TXTD Encoding Scheme

  1. Character Representation:
    • Characters are stored as byte values, with each byte mapping to a specific character or control code.
    • Example:
      • 0x41A
      • 0x42B
      • 0xFA → Line break (\n)
      • 0xFC → Pause ({$PAUSE})
  2. Control Codes:
    • Non-alphanumeric bytes are often used for special formatting or commands.
    • Examples:
      • {$COLOR_F1}: Changes text color.
      • {$END}: Marks the end of a text block.
  3. Termination:
    • Each text string ends with the byte 0xFF, signaling the end of the string.

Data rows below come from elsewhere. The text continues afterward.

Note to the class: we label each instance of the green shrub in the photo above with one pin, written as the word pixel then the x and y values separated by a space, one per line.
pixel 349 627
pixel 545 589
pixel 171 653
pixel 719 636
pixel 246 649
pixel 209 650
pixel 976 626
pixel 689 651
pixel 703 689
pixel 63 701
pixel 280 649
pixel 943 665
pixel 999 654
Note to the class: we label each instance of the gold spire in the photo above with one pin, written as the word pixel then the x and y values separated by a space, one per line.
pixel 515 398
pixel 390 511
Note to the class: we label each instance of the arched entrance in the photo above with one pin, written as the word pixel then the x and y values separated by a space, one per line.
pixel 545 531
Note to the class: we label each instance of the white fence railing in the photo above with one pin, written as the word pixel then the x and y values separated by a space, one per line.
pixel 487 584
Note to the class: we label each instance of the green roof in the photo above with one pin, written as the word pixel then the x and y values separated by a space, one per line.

Tomba! 2 TXTD File Extraction Script

This script is used for extracting and interpreting TXTD files from the DAT file in Tomba! 2: The Evil Swine Return. TXTD files often contain text data, such as in-game dialogues, descriptions, or other textual assets. The script decodes this data using a custom character set and formats it for readability or modification.

Script Details

Key Functions

  1. preview(DAT, offset):
    • Main function for extracting text from the specified DAT file.
    • Takes two arguments:
      • DAT: Path to the DAT file.
      • offset: Offset where the TXTD data begins.
    • Processes the data in two hierarchical layers:
      • Master Entries: Top-level pointers directing to specific text blocks.
      • Entry Headers: Sub-pointers within each master entry that direct to individual text strings.
    • Calls prepareText and getText to decode and format the text.
  2. prepareText(ptr, who, real, par1, par2, num):
    • Formats and retrieves text from a given pointer.
    • Skips entries if the pointer is invalid (0xFFFF).
  3. getText(real):
    • Converts a sequence of binary data into readable text using the letters dictionary.
    • Iterates until it encounters the terminator byte (0xFF), which signals the end of a text block.
  4. getB(number=1):
    • Helper function to read a specified number of bytes from the file and convert them into integers (little-endian format).

Dictionary: letters

The letters dictionary maps hexadecimal values to their corresponding characters or control sequences. Key highlights include:

  • Alphabet and Symbols: Maps standard alphanumeric characters (A-Z, a-z, 0-9) and punctuation.
  • Special Characters: Supports extended characters such as Ä, ¥, and .
  • Control Codes:
    • {$END}: Signals the end of a text block.
    • {$PAUSE}: Inserts a pause in the text.
    • {$COLOR_F1}: Changes text color (with {$END_COLOR_F0} to revert).

Workflow of the Script

  1. Initialize:
    • Define the path to the DAT file and the offset of the TXTD data.
    • Load the DAT file in binary mode.
  2. Read Master Entries:
    • Extract master root and the number of master entries.
    • Use pointers in the master headers to locate the start of each text block.
  3. Process Entry Headers:
    • For each master entry, extract sub-pointers (entry headers).
    • Use these sub-pointers to locate individual text strings.
  4. Decode Text:
    • Convert binary data into readable text using the letters dictionary.
    • Handle special formatting codes and ensure proper string termination.
  5. Output:
    • Structure and output the extracted text for further use or modification.